Long-term care insurance is not activated unless some type of qualifying event is established, such as being incapable of performing without assistance two of the six recognized activities of daily living (ADLs), namely eating, bathing, dressing, toileting, transferring (walking), and continence. The average stay in an assisted living facility is 21 months. (Lifecare Funding, Feb. 2013) This length of time falls well within a three-year benefit window. Choosing to reduce your benefit window can help save on long-term care insurance costs as long as it meets your anticipated length you would require benefits.

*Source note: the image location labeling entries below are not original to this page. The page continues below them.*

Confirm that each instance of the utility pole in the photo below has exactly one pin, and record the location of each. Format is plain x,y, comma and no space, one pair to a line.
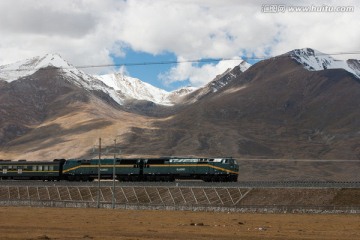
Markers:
114,162
99,165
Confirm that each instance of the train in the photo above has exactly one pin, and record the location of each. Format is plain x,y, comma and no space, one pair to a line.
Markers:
123,169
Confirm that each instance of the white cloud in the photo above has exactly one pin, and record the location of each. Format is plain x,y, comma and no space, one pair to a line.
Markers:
197,75
86,32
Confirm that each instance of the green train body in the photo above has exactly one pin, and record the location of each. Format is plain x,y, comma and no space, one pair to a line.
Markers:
154,169
129,169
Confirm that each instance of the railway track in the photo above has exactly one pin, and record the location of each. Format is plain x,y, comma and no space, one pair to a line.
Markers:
200,184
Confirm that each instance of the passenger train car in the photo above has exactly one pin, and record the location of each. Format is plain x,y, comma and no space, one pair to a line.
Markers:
129,169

Reducing the costs of life insurance
Retirees and near-retirees often have different financial obligations, and yet, many of them have excessive amounts of life insurance coverage. They may have purchased an appropriate amount of life insurance twenty or thirty years earlier when they owned a larger house and were still raising their children. However, many retirees and near-retirees downsize their home for a more manageable property and do not have the financial demands of providing for now-grown children.

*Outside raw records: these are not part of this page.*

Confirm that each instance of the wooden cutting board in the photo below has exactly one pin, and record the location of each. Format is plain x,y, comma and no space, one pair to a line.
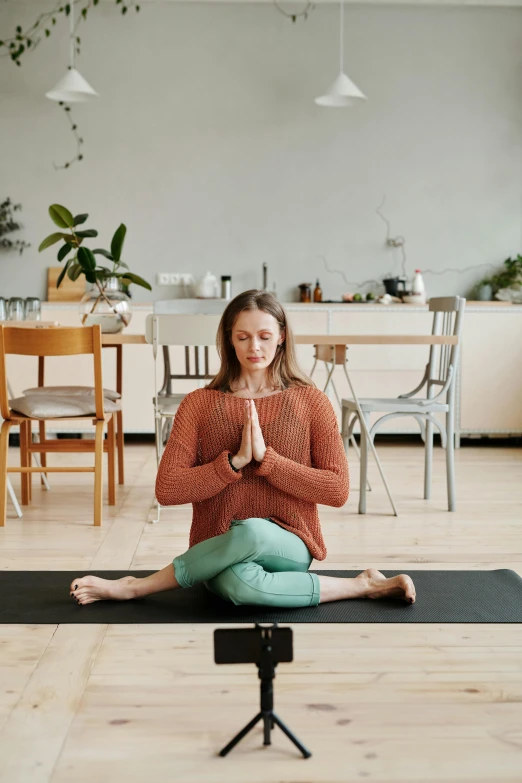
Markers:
69,291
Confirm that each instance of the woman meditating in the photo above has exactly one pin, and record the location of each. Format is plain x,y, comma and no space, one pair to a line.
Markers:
254,452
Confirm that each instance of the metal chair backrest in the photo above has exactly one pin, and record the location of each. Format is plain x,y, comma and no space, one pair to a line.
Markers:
443,360
191,331
66,341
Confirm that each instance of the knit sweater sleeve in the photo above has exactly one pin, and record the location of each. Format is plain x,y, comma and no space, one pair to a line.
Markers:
179,480
327,480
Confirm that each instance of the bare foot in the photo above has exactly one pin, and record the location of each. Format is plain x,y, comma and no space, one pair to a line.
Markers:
378,586
87,589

Permanent life, variable life, and universal life insurance policy providers in the 1980s through early 2000s may have misjudged the assumed rates of return on the cash value in specific policies. Unfortunately, the rate of return on cash value policies may be failing to meet those projections.
Decreasing the amount of life insurance death benefit is another solution to reducing costs. While you may have required $500,000 in life insurance payout in the event of your untimely death twenty years ago, you no longer require the same benefit amount. It’s unlikely that you have to provide financial support for any of your children and your household should be paid in full. It’s wise to consider the coverage benefits of all forms of life insurance that match your eligibility. Lowering the level of death benefit in your life insurance policy will help reduce the cost of premium payments.
Changing the amount of death benefit does raise a potential risk. If the cumulative premium payments of a life insurance policy exceed specific threshold limits, the life insurance policy may convert into a Modified Endowment Contract (MEC). Depending on the cash value relative to the death benefit of the policy, there may be tax implications to consider if you’re planning on withdrawing money in the future. The U.S. government regulates how much money can be used to fund a specific life insurance policy according to the Internal Revenue Service (Feb. 2007). Talk with a qualified insurance specialist before investing money into a cash value policy.
Some seniors may use the accrued cash value inside a premium life insurance policy to pay the premium of their existing policy. If it is too expensive to purchase a new policy, the cash value can be used to fulfill premium payments for a time. If you choose to use cash from inside the policy to make premium payments, it is expected that the cash value will be exhausted. At that point, the policy will either lapse or you will need to resume premium payments to maintain coverage.
If you are living with a fixed income and considering changes to your insurance coverage, your best and first step should be to contact a qualified insurance agent in the specific area of coverage in question.